Michael Roberts – First Republic: The Case for Public Ownership

The case for public ownership is overwhelming, not only of middle-sized banks like First Republic that get into trouble, but also of the mega banks like JP Morgan

Michael Roberts is an Economist in the City of London and a prolific blogger

Cross-posted from Michael Roberts’s blog

David Shankbone/Creative Commons

The collapse of First Republic Bank is the latest chapter in the rolling banking crisis in the US.  This was the second largest banking collapse in US financial history.  It demonstrates yet further the case for public ownership of the banking system.

First Republic is the third bank to fail after the Silicon Valley Bank (SVB) and Signature.  In total, $47bn in bank assets have disappeared into smoke, the losses being taken in part by the shareholders and holders of the bonds in these banks.  But there has also been a cost to public funds.  The Federal Deposit Insurance Corporation (FDIC) is a public body financed by contributions from all the banks.  The cost of arranging and financing the cost of these bankruptcies and takeovers is estimated at $20bn (for SVB), $13bn (for First Republic) and $2.5bn (Signature).  So around three-quarters of the total losses are being taken by the FDIC.  The FDIC will ask for new levies from the banks, so the burden will eventually be shared, but at the expense of reducing bank lending for households and business and at higher interest costs.

One bank that is not going to lose is JP Morgan.  The takeover of First Republic looks like a great deal for JPM.  JPM is paying the FDIC $10.6bn, for which it is getting $185bn in interest-bearing loans and securities.  In turn, JPM is taking on the deposits of First Republic and First Republic’s outstanding borrowing from the Fed.  But the FDIC is providing a $50bn credit line to JPM over five years so that any further fall in deposits or defaults on First Republic loans are covered.  In other words, JPM will not have to get expensive borrowing from the Fed as it has a special FDIC loan on easier terms.  Small banks may wonder why the largest bank in the US gets a special cheap loan facility. 

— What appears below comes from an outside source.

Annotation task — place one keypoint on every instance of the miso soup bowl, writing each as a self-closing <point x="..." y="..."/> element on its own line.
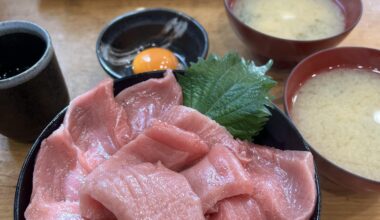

JPM will now own First Republic assets for $10.6bn.  JPM’s chief Dimon says it will make about $500m a year from these assets, which it deserves for taking on the risk of First Republic’s debts.  But that is clearly an underestimate – it’s more likely to be a profit of $1bn a year at current loan rates to businesses and especially the low rate that the FDIC has arranged for JPM to borrow.  That’s what First Republic earned in its last quarter.  So that will add 2% to annual profits from JPM. Moreover, the FDIC has agreed to take 80% of any losses on loan defaults!  JPM’s stock price went up by $11bn in one day on the news.  So even JPM’s payment to the FDIC has been covered immediately.

These banking collapses offer yet another powerful argument for public ownership of banking.  If the three banks had been nationalised, the $35bn being spent by the FDIC to hand over the assets of these banks to larger ones could instead have been used to restructure them into public banks that would have delivered over time sufficient income to make profits for the government (FDIC), not for the likes of JPM.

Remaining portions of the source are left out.